Published on Sep 18, 2017

Berkeley “Free Speech Week,” an event organized by student group the Berkeley Patriot and underwritten by MILO Inc., will occur as scheduled, running from September 24 to September 27 on the campus of UC Berkeley, despite attempts by the university to use bureaucratic maneuvers and strategic media leaks to disrupt the event and dissuade headline speakers from attending.

The paperwork was filed on deadline, and MILO, Inc. transferred the required $65,758.76 to UC Berkeley to arrive at 8 AM ET Monday. Nevertheless, the University has not yet indicated it will grant access to Wheeler and Zellerbach. This move represents the latest in a stream of administrative efforts by UC Berkeley officials to shut down or damage Free Speech Week.

A paper trail of dozens of emails (available to journalists upon request) shows that questions about security, refunds, and insurance policies from the student group were ignored by the administration of UC Berkeley for more than three weeks.

“On the advice of our attorney, we had asked the University to amend the contracts for Wheeler and Zellerbach to provide for a partial refund if the University cancelled the event,” said a member of the Berkeley Patriot familiar with the situation. “Given the University’s history of cancelling conservative events, this was an entirely reasonable request, but they evaded our question for weeks.

“When the University’s Interim Vice Chancellor finally did email us a contract at 3:30PM ET last Friday, the contract lacked the refund provision entirely. Instead it came with a 90-minute deadline that we had to sign and pay $65,000 that day. We signed and returned it immediately, but the Interim Vice Chancellor refused to accept it anyway.”

“It’s quite simple: The University didn’t want the event to happen, but they couldn’t cancel outright, so they needed to make it look like it was our own fault,” said Pranav Jandhyala, News Editor for the Berkeley Patriot. “What we’ve experienced throughout this entire four months has been bureaucratic stonewalling.

While the administrators were ignoring over 20 calls and emails from the student group between Wednesday and Friday of last week, they were making calls to journalists, attempting to sow fear, uncertainty and doubt about whether Free Speech Week would proceed. UC Berkeley spokesperson Dan Mogulof told the Los Angeles Times that the Berkeley Patriots had not filed the appropriate paperwork and maliciously hinted that the entire event might be cancelled, in a story published hours before the university’s abrupt and arbitrary deadline.

The University’s attempt to deny the Berkeley Patriot access to Wheeler and Zellerbach is not the only bureaucratic obstacle the University has thrown in front of the event. Earlier this month, UC Berkeley spokesperson Dan Mogulof leaked a preliminary speaker list, which included author Ann Coulter and former chief strategist to the President Stephen K Bannon, to the Chronicle of Higher Education.

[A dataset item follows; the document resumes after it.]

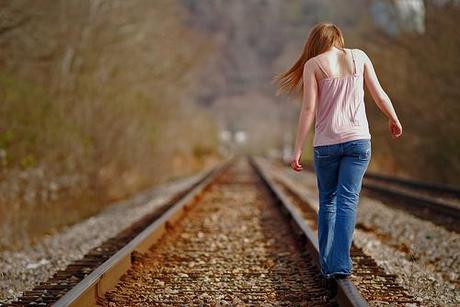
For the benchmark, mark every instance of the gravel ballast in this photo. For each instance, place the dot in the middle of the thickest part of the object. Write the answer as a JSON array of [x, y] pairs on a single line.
[[425, 256], [22, 270]]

“The most charitable explanation is that UC Berkeley was trying to drum up opposition to the event. Actually, the university deliberately gave a heads-up to domestic terrorist organizations like Antifa, which got a month-long head start on Berkeley police,” said MILO.

According to students, the Interim Vice Chancellor earlier rescinded at the last minute an agreement with the Berkeley Patriot regarding the number of security applications required for the event. When it first booked Free Speech Week, the Berkeley Patriot had been told that only one security application was required, but Sutton altered the deal, informing the students they needed to file 12 separate security applications and criticizing them for not having done so already.

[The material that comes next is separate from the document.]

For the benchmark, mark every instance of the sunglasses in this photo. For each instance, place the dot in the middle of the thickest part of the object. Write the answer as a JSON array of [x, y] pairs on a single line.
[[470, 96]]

The University also waited until the last possible moment before informing the Berkeley Patriot that its insurance would not cover the event, forcing the student group to get a certificate of insurance from the event’s underwriter on short notice.

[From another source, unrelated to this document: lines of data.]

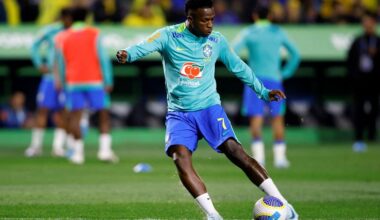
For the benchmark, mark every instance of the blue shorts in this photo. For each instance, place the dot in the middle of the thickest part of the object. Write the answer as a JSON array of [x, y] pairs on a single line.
[[253, 106], [186, 128], [95, 99], [48, 97]]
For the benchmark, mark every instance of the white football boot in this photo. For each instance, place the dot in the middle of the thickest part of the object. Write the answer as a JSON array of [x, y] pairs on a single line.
[[33, 152], [279, 153], [214, 216], [292, 214], [58, 152], [107, 156]]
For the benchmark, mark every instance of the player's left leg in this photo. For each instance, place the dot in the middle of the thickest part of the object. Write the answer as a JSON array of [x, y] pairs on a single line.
[[181, 140], [254, 171], [253, 107], [182, 158], [277, 111], [279, 146], [372, 116]]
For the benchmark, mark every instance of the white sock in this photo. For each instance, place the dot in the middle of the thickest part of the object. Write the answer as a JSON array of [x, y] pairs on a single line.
[[258, 151], [270, 189], [37, 137], [279, 151], [204, 201], [70, 141], [105, 142], [78, 147], [59, 138]]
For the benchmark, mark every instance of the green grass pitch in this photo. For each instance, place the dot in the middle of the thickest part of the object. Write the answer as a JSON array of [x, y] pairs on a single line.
[[325, 181]]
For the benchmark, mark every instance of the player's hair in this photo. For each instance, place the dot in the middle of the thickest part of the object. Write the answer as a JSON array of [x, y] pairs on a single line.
[[261, 12], [195, 4], [79, 14]]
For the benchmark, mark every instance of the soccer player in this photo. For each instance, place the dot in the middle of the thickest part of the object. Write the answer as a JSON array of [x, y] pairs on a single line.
[[364, 69], [48, 97], [264, 41], [189, 51], [85, 73]]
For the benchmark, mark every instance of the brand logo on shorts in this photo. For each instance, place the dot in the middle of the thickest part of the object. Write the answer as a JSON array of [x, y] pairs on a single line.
[[191, 70]]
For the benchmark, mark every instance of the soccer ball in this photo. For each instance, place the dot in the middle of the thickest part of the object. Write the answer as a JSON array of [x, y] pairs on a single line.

“Since it got sued last year for restricting its students’ free speech rights, Berkeley has been trying to virtue signal its support for free speech by hosting establishment-friendly conservatives like Ben Shapiro, even giving them massive discounts on fees,” said Milo Yiannopoulos, founder and Chief Creative Officer of MILO Inc. “But we represent the true frontier of free speech, and when it comes to genuine free expression UC Berkeley is terrified of leftist violence that the university has either quietly ignored or actively cultivated for years. Antifa thugs cannot be allowed to censor free expression, so we are going to Berkeley, and Free Speech Week is happening, whether they like it or not.”